Eine drohende Wohnungslosigkeit fällt umso schwerer ins Gewicht, als davon auch besonders schutzbedürftige minderjährige Kinder betroffen sind (LSG Berlin, L 26 B 2307/07 AS ER, Beschluss vom vom 14.01.2008).

Die Leser können gerne diesen Beitrag kommentieren und ihre Erfahrungen dazu abgeben.

Der Beitrag wurde erstellt von Willi 2, Mitarbeiter des Sozialrechtsexperten RA Ludwig Zimmermann sowie Autor des wöchentlichen Rechtsprechungstickers von Tacheles .

Kommentare

  1. Offensichtlich geht das Landessozialgericht Mecklenburg-Vorpommern von einer Legitimierung der "Sippenhaft" aus, wenn die Kinder zur Haftung gezwungen werden.

    "Sozialwidriges Verhalten" könnte man aber auch den Richtern unterstellen, wenn sie die Entscheidung des Verfassungsgerichts unterlaufen und die Gutachten zu den Energiekosten unberücksichtigt lassen.

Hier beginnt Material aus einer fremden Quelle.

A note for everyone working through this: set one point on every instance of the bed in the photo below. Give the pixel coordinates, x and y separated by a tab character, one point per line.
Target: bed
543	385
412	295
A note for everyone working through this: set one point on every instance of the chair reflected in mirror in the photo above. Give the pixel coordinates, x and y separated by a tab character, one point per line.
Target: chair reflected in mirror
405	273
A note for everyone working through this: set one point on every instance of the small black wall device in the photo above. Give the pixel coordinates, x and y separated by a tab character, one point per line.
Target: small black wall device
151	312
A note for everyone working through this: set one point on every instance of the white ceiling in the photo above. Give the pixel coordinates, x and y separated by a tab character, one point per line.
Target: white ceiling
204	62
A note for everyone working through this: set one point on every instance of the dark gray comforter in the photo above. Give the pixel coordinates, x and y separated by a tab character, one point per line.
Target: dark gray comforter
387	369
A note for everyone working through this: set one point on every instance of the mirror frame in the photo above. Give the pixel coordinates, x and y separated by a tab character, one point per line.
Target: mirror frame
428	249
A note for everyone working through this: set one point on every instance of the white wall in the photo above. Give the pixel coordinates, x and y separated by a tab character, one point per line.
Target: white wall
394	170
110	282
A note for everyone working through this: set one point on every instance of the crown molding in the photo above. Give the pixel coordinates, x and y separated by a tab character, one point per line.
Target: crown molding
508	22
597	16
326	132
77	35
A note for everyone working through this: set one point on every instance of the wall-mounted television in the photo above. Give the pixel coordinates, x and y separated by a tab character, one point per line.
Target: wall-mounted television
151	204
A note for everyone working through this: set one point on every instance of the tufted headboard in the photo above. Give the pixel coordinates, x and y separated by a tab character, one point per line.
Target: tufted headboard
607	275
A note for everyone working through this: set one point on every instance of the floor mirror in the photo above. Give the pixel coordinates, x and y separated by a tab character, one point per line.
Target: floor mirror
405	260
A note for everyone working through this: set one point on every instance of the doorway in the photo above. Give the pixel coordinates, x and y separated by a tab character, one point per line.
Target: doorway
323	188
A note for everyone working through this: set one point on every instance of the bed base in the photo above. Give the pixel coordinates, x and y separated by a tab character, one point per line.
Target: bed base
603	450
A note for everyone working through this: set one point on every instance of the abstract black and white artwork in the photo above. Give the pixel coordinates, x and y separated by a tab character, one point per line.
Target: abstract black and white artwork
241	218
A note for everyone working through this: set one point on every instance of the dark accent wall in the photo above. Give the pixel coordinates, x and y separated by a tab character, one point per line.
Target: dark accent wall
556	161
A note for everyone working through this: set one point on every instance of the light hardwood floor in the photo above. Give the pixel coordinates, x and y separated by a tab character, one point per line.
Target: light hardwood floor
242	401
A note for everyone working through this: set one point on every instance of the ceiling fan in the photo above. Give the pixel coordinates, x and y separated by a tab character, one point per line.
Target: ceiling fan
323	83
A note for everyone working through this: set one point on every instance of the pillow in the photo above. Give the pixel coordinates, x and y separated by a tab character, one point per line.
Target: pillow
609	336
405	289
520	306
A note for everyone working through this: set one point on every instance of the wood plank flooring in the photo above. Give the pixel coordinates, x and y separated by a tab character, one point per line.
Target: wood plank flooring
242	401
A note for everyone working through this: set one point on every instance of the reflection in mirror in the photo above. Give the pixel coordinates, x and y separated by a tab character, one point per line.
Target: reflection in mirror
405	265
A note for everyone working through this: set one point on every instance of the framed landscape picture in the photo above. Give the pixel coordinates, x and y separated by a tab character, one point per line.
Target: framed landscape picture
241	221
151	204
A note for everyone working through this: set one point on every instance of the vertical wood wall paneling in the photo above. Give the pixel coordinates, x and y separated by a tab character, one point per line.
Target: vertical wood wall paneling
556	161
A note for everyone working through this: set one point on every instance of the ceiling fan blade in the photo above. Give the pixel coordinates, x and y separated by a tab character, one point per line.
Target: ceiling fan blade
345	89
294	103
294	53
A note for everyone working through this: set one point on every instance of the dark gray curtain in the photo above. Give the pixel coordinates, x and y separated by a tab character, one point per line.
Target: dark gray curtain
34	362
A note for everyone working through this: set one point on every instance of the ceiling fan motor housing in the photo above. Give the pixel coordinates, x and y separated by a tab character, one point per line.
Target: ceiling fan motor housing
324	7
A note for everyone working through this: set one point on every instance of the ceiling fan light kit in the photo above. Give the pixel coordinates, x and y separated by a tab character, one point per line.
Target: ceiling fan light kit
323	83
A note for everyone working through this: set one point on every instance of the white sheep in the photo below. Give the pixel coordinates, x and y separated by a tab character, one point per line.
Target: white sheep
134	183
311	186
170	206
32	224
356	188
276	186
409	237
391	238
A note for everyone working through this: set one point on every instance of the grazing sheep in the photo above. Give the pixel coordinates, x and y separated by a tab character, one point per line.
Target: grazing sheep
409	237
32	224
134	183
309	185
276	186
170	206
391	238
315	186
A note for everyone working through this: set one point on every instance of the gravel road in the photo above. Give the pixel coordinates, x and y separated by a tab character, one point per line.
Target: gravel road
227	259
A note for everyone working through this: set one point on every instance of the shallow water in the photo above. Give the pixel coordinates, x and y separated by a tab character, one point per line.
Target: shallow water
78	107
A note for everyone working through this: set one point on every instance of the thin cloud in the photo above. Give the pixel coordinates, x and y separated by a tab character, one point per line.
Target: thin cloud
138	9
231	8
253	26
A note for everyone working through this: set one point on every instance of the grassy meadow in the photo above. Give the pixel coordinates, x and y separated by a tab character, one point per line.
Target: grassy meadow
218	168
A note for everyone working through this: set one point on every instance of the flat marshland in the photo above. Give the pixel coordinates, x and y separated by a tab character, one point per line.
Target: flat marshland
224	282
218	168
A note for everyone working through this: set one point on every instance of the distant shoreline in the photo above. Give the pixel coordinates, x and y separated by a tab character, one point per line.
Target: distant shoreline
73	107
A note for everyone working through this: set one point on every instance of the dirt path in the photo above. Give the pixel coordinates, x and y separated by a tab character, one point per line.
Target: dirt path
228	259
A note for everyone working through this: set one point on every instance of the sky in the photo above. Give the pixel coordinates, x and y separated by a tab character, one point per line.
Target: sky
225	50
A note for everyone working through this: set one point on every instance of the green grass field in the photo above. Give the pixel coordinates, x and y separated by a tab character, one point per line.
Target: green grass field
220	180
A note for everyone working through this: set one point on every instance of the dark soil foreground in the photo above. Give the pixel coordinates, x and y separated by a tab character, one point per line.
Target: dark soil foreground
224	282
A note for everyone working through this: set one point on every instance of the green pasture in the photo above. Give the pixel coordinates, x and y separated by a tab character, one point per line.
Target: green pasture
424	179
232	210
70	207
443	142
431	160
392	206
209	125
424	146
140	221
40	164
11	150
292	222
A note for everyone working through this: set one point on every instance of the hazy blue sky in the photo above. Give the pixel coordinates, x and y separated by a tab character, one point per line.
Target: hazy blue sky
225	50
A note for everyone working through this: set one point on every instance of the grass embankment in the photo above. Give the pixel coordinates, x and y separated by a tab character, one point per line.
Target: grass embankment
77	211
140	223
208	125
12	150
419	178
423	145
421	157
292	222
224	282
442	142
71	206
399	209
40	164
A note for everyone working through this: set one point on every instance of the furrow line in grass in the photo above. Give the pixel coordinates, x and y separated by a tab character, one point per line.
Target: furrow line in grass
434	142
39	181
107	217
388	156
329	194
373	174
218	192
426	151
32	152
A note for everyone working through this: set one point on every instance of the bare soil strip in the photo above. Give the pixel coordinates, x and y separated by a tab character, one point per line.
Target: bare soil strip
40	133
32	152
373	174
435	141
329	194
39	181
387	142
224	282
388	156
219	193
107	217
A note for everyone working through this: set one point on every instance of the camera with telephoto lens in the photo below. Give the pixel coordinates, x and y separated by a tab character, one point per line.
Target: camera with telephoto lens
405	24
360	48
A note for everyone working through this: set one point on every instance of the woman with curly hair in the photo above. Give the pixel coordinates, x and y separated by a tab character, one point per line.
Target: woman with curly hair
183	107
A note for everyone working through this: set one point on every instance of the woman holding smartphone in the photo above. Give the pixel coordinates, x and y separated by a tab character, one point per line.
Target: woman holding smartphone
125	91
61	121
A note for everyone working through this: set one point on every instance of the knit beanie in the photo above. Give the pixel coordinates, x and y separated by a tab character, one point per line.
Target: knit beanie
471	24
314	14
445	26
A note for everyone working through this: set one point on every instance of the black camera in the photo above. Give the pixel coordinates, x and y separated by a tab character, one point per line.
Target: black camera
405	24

    "Die Nichtversorgung mit Energie stellt eine der Obdachlosigkeit vergleichbare Notlage dar."
    (Sozialgericht Köln, 15.11.2005)

    Dazu aus einer eine Entscheidung des LSG NRW:

    (1. Instanz: SG Dortmund - S 10 AS 250/09 ER)
    LSG NRW - L 19 B 345/09 AS ER


    " Aus der Sicht als Berichterstatter überwöge im Rahmen des einstweiligen Rechtsschutzes das Interesse des Antragstellers an einer bewohnbaren und mit Energie versorgten Wohnung die Gefahr eines Zinsnachteiles der öffentlichen Hand bei zu Unrecht erfolgter Darlehensvergabe."

    mehr dazu:
    http://www.beispielklagen.de/klage006.html

    AntwortenLöschen
  2. Seit wann ist ein HB verpflichtet eine Gasheizung mit begrenzter Nutzungsdauer im Leistunegbezug aufzubrauchen?

    Seit wann ist ein HB verpflichtet mit Gas zu heizen?

    Wurden also angemessene KDU ermittelt und bezahlt, zu denen auch ausreichende Heizkosten zählen?